Last edited: Jul 9, 2014
7. Jul 9, 2014

pervect

Staff Emeritus
I don't see what additional benefits making the problem 2D has. if you consider the 1d problem, in the same detail, and resolve it first you might not even see the need to do the 2d problem. If you decide to go through with the 2d analysis, it would probably help you spot your mistake. This will be helped by the fact that you should be able to find an analysis in a textbook.

The 1d problem would omit the plate being set in motion in the y direction, instead have the rod directly over the plate and focussing on two events, the back of the rod (you can consider this to be the end of the rod with the most negative x) being just above the back of the slot, let's call this the "Back" event, and the front of the rod being just above the front of the slot, lets call this the "Front" event.

The resolution for the 1d case will be that in the plate frame, the back event will occur before the front event, this will be interpreted as "the rod being shorter than the plate", while in the rod frame, the front event will come before the back event, this will be interpreted as "the hole being shorter than the rod".

This isn't a problem because the front and back events are spacelike separated.

8. Jul 10, 2014

ghwellsjr

If we consider the 2D case but only look at the 1D part along the x axis, it makes it much simpler to analyze and we can draw a couple of conventional spacetime diagrams to illustrate what happens first in the frame where the rod is traveling along the x axis and then in the frame where the rod is stationary.

I show the two ends of the rod, which are separated by 8 feet, in red and black, and the panel in blue with its 8-foot long gap.

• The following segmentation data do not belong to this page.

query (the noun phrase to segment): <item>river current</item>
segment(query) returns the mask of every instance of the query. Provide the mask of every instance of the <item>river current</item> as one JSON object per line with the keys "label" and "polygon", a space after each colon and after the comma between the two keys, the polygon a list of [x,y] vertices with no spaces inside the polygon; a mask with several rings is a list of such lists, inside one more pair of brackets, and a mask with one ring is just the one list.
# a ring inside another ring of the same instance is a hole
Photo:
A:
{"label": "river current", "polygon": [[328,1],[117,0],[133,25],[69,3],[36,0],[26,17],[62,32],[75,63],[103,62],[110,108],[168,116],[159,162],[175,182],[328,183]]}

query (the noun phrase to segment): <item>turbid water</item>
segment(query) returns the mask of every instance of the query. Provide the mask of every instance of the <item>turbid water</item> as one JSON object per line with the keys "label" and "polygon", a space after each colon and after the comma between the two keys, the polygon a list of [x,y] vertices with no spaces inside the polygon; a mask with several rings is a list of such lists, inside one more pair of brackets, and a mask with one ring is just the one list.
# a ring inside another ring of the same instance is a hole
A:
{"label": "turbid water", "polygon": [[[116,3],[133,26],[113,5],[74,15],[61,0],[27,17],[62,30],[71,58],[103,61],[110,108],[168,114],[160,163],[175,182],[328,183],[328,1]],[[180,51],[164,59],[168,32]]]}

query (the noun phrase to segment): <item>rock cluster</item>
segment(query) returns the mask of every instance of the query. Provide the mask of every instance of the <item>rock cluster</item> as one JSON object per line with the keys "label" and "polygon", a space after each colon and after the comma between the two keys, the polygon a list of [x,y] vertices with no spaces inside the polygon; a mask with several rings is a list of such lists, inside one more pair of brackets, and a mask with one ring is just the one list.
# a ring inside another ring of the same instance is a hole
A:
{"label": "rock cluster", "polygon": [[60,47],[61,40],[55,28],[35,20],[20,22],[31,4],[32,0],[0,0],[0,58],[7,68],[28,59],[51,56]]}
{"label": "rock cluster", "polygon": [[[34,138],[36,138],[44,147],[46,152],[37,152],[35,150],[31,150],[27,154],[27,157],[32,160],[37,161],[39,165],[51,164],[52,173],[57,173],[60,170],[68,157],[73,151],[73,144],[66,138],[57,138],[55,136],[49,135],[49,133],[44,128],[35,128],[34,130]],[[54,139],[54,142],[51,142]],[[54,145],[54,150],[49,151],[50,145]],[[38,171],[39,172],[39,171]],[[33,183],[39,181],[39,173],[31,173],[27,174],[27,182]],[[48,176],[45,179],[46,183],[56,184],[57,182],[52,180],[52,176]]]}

I will have the rod traveling at 0.6c in the first frame which means that its length will be contracted to 6.4 feet. This can be calculated by taking the Proper Length of the rod, 8 feet, and dividing by gamma which in this case is 1.25. Keep in mind that the red and black lines are worldlines but the blue line segments are not. They are merely showing the instant in time when the y location of the panel with its gap equals zero:

Now if we transform to the rest frame of the rod, we get this spacetime diagram:

Note that the Proper Length of the rod is 8 feet.

But also note that the blue line segments show the instants in time when the y locations of the panel equal zero. As you can see, because of the motion of the panel (in both the y and -x directions) it appears at different times in this diagram and the gap passes across the rod with no problem.

I hope this helps you find the mistake in your calculations.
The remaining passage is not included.